プロレスリングNOAHに、杉浦貴選手が率いる「杉浦軍」の最高顧問として出場させてもらった。

キッカケはちょっと複雑なんだが、まず、今のNOAHのチャンピオンの潮崎豪選手が「アイアムノア」という言葉を発している。自分がノアを背負っていくという意味なんだろうけど、それに対抗している杉浦君たちが何かを言おうと思って、なぜか「アイアムチョーノ!」とガッデムポーズを決めた。

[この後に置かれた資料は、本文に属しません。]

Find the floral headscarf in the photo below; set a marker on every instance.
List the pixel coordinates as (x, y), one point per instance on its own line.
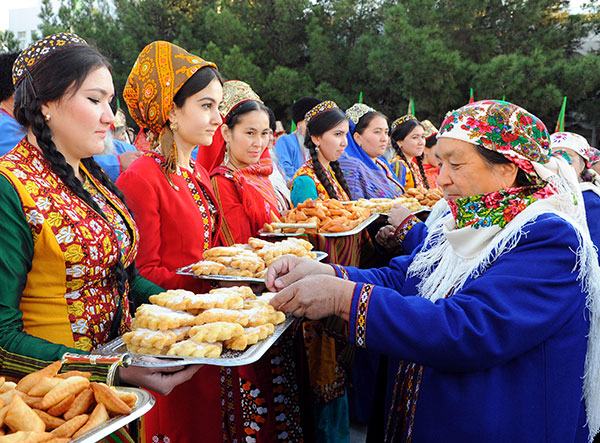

勝手に名前を出されてビックリしたんだが、俺の名前を出したのなら、一言いっておかないといけない。勝手に人の名前を使うなとクギを刺し、ついでに杉浦軍の最高顧問に就任することにした。

そして、杉浦君と桜庭和志選手のGHCヘビー級タッグ王者、「エムズアライアンス」の丸藤正道選手と船木誠勝選手の挑戦者が、11月22日の横浜武道館大会のセミファイナルで試合をするので、俺も杉浦軍の最高顧問として参戦したというわけだ。

杉浦君とは、ほぼ初対面。逆に潮崎君は、三沢光晴さんの付き人をやっていたときから知ってるし、タッグを組んだこともある。だから、俺が杉浦軍に加入したのは不思議な縁というしかない。それに、向こうの「エムズアライアンス」には武藤敬司選手が絡んでいる。俺と武藤さんがNOAHのリングで向かい合っているというのも不思議だ。

そもそもNOAHは、全日本プロレスの流れを組んだ団体。そこに武藤、蝶野という新日本プロレスで育った人間が絡んだら、ファンがよく思わないんじゃないかと心配してたんだよ。でも、そんなのまったくなかったし、むしろ歓迎してくれる声がほとんどだった。

カネの匂いがしたら武藤敬司と手を組むかも…

新日本プロレスのGⅠクライマックスを解説したときも思ったけど、現在のプロレス界は選手もファンも入り乱れてハイブリッドになっている。俺らの世代がこだわってきた団体の枠組みとか、生え抜きがどうかなんてことは、もはや誰も気にしていない。

試合後、解説席にいた松井珠理奈さんをリングに上げたら、俺はビンタを喰らった。プロレスファンの中では賛否両論出てるみたいだけど、批判する人は分かってないな。あれは愛情の裏返しなんだよ。

仮に悪いやつがいるとすれば、完全に武藤さんだろ。あとで映像を見返したら、武藤さんが松井さんに耳打ちをして指示を出してたからな(笑)。

その武藤さんの試合も見させてもらったけど、ひと昔前と比べたらさすがに動きは落ちているから、若い選手からしてみたら老害でしかない。

ただ、60歳近くであれだけ動けるのは、同じプロレスラーとしてすごいと思う。そういう意味でリスペクトできる部分もたくさんあるから、武藤さんはいい老害になってほしい。

あと、NOAHで俺と武藤敬司は対立してるけど、リングではいつ何が起こるかは分からない。カネの匂いがしたら手を組むかもしれないし、ビジネスが潮時と感じたら撤退、老害レジェンドの鉄則だ。

今回、俺は杉浦軍の最高顧問で登場したが、今後、NOAHマットに関わる予定は一切ない。杉浦軍の盛り上がり次第では、予告なしにリングに上がってるかもしれないぞ。

蝶野正洋
1963年シアトル生まれ。1984年に新日本プロレスに入団。トップレスラーとして活躍し、2010年に退団。現在はリング以外にもテレビ、イベントなど、多方面で活躍。『ガキの使い大晦日スペシャル』では欠かせない存在。